Product-wise, this was also a really busy quarter, with Apple rolling out new iPhones, iPads, iMacs, MacBook Pros and Mac Pro.
But, although the company sold a record number of 51 million iPhones during its latest quarter, it fell short of financial analysts’ expectations of 55 million.
While it’s prudent to take the somewhat “speculative” opinion of Wall Street with a grain of salt, this “miss” would have been a drop in the ocean if Apple’s smartphone didn’t account for so much of the company’s bottom and top line – 56% of its revenue and over 70% of its profits.
Which also could help explain why Apple turned in the same net profit of $13.1 billion as a year ago, despite the revenue increase – selling more iPads and Macs, rather than higher-margin iPhones.
With a zero-growth quarter looming, Apple needs to show it can still innovate
But what really hurt Apple’s stock was the company’s lower guidance for the current quarter, predicting revenues between $42 and $44 billion, with a gross margin between 37 and 38 percent. This is roughly flat compared to the $43.6 billion in revenue and the 37.5 percent margin the company reported in the year-ago quarter.
“Most investors will be disappointed with the forecast, given the recent China Mobile launch,” said Alex Gauna, an analyst at JMP Securities. “The problem is that it’s not a robust second-quarter forecast, so we are back to no year-over-year growth, based on this guidance.”
With this in mind, Apple CEO Tim Cook is under even more pressure to show investors that the company can still innovate.
“Innovation is deeply embedded in everybody here, and there’s still so much of the world that is full of very complex products, etc. We have zero issue coming up with things we want to do that we think we can disrupt in a major way,” said Cook.
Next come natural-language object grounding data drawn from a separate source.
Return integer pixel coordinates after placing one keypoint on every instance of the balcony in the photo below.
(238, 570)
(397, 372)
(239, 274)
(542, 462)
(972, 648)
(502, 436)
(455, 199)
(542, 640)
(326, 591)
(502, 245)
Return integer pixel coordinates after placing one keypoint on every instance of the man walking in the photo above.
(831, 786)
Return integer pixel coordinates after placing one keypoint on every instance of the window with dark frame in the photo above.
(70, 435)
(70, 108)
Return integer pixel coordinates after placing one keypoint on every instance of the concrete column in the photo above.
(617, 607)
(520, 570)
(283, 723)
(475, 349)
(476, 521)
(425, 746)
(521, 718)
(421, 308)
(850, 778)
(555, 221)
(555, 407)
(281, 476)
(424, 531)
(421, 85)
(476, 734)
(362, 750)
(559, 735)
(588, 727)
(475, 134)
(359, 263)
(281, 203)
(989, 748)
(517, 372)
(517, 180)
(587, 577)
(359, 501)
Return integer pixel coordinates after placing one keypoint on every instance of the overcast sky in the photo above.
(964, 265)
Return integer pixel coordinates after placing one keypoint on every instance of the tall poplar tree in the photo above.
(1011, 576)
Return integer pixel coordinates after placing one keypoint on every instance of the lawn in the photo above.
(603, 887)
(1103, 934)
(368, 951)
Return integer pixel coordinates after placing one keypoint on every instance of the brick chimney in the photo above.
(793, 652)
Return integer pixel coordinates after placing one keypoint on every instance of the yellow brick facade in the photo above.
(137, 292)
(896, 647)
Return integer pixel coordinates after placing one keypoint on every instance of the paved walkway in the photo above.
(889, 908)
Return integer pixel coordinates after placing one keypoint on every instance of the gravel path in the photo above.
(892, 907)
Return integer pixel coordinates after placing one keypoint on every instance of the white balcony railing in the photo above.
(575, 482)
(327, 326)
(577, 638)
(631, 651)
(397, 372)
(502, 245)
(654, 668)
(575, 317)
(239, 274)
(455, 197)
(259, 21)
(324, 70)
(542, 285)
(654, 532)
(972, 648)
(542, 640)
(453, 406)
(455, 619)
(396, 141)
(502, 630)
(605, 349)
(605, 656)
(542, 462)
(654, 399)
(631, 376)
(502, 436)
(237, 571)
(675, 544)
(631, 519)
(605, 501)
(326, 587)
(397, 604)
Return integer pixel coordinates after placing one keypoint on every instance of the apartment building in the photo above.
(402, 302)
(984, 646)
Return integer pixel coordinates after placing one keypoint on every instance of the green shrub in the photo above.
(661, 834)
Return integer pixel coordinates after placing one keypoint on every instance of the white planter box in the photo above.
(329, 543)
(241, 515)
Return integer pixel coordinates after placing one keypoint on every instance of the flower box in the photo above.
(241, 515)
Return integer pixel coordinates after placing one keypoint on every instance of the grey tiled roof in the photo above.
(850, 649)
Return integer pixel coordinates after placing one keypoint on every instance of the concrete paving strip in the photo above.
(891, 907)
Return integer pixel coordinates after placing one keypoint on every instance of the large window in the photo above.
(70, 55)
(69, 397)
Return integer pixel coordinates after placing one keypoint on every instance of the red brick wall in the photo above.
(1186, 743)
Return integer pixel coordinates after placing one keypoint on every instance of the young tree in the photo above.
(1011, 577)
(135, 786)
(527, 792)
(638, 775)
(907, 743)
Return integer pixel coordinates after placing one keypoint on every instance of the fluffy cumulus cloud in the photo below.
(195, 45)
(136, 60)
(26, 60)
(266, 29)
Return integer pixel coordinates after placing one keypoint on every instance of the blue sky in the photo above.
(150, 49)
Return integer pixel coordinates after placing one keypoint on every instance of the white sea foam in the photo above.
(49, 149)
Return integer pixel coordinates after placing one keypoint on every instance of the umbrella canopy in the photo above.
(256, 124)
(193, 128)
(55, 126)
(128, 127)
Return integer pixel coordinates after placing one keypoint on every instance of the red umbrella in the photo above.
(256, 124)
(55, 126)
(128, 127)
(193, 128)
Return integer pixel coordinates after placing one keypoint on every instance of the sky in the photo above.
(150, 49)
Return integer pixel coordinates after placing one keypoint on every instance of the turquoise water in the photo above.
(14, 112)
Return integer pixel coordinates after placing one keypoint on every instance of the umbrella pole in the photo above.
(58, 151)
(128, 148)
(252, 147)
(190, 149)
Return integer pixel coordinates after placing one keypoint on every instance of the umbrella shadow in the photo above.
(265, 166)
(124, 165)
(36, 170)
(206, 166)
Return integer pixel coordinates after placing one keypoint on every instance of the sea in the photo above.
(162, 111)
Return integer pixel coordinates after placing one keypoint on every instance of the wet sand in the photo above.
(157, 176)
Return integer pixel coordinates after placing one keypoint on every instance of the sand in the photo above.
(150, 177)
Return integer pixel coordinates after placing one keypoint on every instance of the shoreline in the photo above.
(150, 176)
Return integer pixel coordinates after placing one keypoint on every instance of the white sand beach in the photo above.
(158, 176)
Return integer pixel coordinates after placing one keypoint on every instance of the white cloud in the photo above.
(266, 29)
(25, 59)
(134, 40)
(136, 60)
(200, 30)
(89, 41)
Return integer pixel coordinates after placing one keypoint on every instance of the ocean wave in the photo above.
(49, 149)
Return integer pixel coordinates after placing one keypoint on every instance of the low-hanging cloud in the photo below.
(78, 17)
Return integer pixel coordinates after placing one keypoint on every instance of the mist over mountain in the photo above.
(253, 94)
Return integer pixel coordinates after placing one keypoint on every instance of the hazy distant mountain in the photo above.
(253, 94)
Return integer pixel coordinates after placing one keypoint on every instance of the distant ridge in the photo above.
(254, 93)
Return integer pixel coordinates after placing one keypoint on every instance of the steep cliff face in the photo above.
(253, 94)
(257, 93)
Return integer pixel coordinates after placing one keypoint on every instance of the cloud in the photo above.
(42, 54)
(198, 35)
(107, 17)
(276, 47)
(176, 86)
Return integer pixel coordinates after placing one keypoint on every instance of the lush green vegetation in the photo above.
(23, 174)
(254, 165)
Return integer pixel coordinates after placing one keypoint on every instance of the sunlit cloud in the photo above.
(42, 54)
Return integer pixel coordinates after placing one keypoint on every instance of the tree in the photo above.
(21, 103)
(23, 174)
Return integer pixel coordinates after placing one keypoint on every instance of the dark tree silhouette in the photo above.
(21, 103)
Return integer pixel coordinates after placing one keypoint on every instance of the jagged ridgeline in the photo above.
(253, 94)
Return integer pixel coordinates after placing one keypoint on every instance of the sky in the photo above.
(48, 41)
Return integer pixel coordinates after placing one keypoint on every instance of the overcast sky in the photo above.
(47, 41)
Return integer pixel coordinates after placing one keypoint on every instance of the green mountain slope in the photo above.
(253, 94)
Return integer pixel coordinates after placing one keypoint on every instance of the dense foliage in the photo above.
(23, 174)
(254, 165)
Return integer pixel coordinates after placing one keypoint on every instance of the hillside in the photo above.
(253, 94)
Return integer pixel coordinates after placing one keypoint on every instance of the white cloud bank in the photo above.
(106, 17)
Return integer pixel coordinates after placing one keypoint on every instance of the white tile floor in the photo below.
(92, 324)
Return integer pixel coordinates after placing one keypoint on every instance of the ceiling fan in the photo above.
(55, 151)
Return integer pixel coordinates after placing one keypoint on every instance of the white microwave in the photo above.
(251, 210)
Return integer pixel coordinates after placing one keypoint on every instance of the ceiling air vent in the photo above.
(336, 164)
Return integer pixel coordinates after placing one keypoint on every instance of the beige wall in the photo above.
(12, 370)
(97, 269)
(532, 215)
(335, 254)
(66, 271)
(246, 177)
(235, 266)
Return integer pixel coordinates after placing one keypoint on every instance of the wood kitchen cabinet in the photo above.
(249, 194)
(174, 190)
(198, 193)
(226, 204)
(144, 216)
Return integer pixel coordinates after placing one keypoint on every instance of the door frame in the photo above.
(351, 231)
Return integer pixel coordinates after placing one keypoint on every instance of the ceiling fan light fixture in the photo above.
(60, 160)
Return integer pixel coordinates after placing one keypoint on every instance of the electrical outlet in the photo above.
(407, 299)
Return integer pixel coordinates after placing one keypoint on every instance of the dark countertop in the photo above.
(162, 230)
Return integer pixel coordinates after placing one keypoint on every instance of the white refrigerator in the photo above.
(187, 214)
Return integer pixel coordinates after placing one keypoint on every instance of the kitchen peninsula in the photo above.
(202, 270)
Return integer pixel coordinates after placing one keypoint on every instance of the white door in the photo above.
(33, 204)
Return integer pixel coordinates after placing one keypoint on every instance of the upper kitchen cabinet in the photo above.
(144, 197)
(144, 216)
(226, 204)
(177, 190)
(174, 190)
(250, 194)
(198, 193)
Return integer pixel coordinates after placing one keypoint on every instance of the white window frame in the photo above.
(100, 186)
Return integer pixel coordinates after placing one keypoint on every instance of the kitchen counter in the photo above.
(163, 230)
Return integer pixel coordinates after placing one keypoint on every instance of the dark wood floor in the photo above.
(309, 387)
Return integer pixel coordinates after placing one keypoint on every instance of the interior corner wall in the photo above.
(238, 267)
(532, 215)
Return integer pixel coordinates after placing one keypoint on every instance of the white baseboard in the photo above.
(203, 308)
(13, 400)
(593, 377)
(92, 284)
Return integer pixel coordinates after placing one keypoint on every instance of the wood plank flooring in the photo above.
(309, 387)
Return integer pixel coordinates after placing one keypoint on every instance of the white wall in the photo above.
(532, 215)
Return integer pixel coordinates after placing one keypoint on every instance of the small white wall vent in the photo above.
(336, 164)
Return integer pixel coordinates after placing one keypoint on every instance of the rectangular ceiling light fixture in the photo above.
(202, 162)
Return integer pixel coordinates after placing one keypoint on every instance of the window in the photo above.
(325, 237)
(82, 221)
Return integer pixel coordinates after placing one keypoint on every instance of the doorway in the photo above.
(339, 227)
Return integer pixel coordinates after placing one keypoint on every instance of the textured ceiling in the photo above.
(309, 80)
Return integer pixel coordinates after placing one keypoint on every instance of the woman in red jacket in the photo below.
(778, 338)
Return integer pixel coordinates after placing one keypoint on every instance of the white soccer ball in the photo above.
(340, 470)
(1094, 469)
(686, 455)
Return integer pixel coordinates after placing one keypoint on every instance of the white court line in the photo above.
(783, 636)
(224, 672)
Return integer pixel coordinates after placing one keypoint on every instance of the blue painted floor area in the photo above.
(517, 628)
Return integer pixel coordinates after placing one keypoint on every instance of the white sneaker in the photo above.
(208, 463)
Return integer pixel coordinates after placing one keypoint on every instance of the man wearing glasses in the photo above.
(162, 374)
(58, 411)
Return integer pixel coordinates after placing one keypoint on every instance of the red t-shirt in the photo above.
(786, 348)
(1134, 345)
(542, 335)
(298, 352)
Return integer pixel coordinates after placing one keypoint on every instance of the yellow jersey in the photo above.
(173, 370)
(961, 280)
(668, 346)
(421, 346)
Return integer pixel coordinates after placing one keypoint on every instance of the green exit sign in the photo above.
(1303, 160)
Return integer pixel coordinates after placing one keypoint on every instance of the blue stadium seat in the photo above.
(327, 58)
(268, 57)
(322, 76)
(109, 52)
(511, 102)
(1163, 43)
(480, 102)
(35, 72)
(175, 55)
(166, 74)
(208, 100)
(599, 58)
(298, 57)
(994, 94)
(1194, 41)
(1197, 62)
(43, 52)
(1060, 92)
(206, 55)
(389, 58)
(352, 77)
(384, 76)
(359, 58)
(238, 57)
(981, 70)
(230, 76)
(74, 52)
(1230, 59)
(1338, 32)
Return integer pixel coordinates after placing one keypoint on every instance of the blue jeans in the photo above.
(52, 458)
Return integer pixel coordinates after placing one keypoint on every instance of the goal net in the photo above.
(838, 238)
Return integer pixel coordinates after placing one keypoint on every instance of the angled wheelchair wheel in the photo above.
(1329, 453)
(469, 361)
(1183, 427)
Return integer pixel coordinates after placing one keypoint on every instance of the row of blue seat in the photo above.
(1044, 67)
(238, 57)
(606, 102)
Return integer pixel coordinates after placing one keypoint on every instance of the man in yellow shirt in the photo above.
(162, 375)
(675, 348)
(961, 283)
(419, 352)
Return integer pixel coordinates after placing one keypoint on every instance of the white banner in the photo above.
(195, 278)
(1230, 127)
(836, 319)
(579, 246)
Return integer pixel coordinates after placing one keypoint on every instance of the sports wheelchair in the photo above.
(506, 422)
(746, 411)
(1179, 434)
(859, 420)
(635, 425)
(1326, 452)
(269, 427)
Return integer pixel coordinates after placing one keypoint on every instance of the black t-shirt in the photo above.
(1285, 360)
During the call, Piper Jaffray analyst Gene Munster asked Cook if Apple still planned to release a new product category in 2014, as the company repeatedly said it would last year. And Cook’s response was, “Yes, absolutely. No change.”
Although, there are a lot of things Cook could talked about, like a larger iPhone or a mobile payment system, the one device that is on top of everyone’s mind is the so-called iWatch – which could be Apple’s first entry into the wearable device category.
And according to a recent study by Deloitte, there will be 10 million wearable electronic devices sold in 2014, generating about $3 billion, and more than 100 million units by 2020. But to be fair, IDC also reported this month that the global smartphone market topped 1 billion shipments for the first time in 2013, with Apple owning 15% of it!